En fait ici, avec le détail de la visite tel qu'exposé en première partie, on se rend compte que le président Xie suit une approche diplomatique chinoise d'une remarquable continuité depuis le début des années 1990: il faut à tout prix, pour la République Populaire, avoir accès à des ressources énergétiques pour gérer des besoins toujours croissants; et s'assurer du soutien de tous ses voisins à l'ouest dans la politique de maintien de l'ordre dans le Xinjiang. Et sur ces deux points, la montée des périls est réelle pour l'actuel président chinois.

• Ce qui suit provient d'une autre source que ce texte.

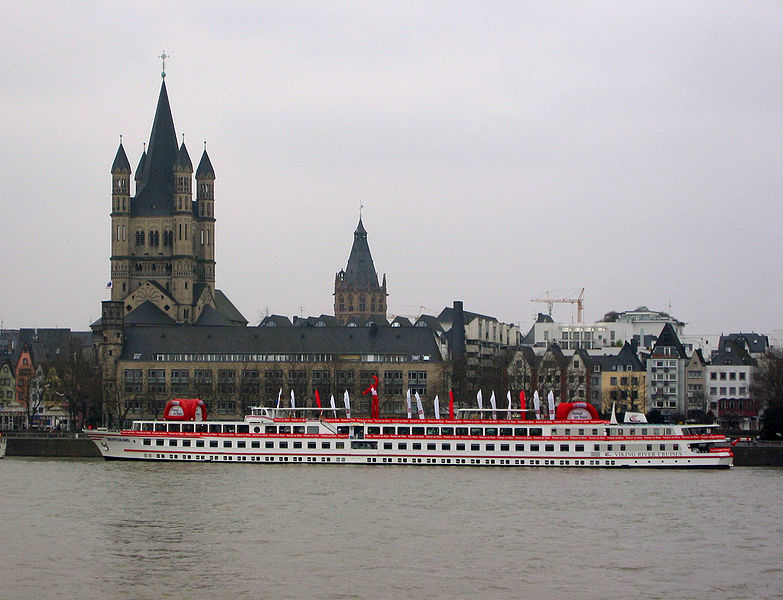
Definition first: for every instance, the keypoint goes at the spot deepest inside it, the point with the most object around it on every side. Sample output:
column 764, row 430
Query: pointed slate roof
column 155, row 190
column 205, row 170
column 360, row 271
column 120, row 164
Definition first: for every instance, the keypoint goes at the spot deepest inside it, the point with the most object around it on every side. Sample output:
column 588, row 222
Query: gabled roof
column 360, row 271
column 155, row 190
column 148, row 314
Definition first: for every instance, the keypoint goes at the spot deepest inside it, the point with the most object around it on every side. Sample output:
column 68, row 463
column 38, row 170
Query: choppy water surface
column 95, row 529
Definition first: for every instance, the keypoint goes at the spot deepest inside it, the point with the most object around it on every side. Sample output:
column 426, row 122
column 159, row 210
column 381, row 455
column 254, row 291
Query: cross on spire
column 163, row 58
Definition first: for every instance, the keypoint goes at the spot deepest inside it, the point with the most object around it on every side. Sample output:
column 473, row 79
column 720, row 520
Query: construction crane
column 579, row 301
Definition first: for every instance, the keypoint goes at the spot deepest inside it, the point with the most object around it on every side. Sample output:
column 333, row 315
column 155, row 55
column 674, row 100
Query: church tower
column 162, row 254
column 357, row 295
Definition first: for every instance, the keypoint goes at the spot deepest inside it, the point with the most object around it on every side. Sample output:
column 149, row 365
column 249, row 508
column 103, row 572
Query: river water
column 86, row 528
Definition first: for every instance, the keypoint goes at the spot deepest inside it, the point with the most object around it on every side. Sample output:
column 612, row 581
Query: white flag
column 347, row 401
column 551, row 400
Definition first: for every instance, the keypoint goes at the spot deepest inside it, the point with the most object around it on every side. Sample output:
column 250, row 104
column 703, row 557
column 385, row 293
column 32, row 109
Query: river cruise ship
column 316, row 436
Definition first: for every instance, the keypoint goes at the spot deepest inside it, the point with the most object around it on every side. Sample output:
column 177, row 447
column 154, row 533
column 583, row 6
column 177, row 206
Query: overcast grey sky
column 500, row 150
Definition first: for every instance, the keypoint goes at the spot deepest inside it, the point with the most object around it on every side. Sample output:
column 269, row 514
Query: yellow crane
column 579, row 301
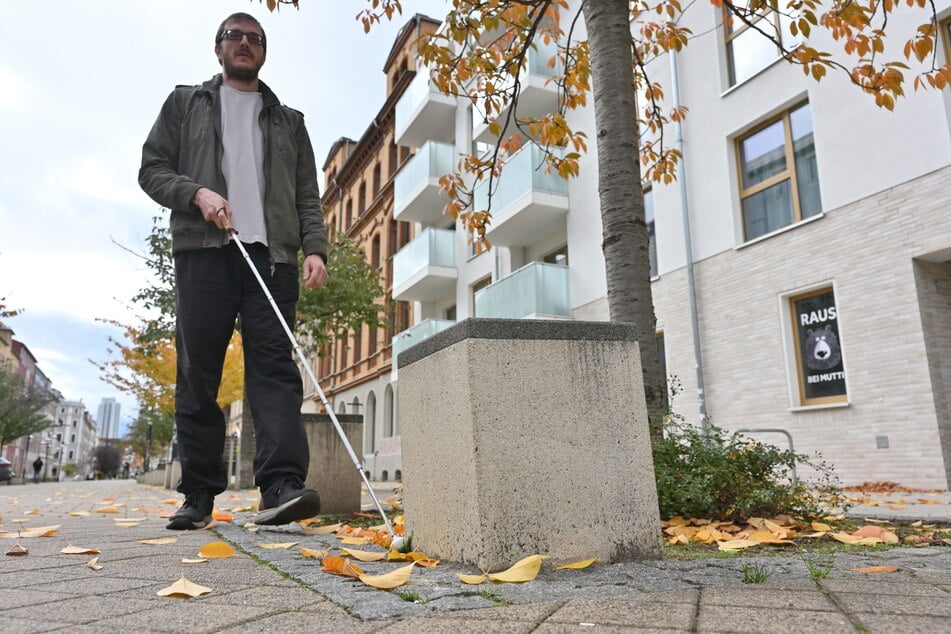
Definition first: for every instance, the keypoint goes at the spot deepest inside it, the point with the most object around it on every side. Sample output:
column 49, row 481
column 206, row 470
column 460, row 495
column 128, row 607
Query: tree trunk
column 625, row 240
column 248, row 447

En effet, la consommation totale d'énergie a augmenté de 60% entre 2005 et 2012. Et elle devrait encore s'emballer, et être de +73% entre 2013 et 2035. Dans cette configuration, l'Asie Centrale prend ces derniers temps une importance de plus en plus grande dans la stratégie chinoise. En effet, Beijing ne peut que s'inquiéter des développements au Moyen Orient (Printemps arabe, tensions Iran - Etats-Unis) qui menacent les intérêts locaux chinois. Le gaz et le pétrole centrasiatiques passent d'ailleurs par voie de terre, et pas sur des mers encore trop dominées par la marine de guerre américaine. Après tout, le véritable "nouveau Grand Jeu", pour les Américains, va se jouer sur mer, notamment du Golfe Persique à la mer de Chine du Sud, en passant par l'Océan indien. Bref, le parcours des tankers pétroliers allant vers les deux géants asiatiques, indien et surtout chinois. L'Asie Centrale est donc une zone considérée comme plus sûre pour les intérêts chinois à plus long terme, car elle n'est pas sous la constante surveillance des Etats-Unis. Les fantasmes d'une "Chinamérique" née de la mondialisation ne font pas disparaître les rivalités entre grandes puissances, loin de là.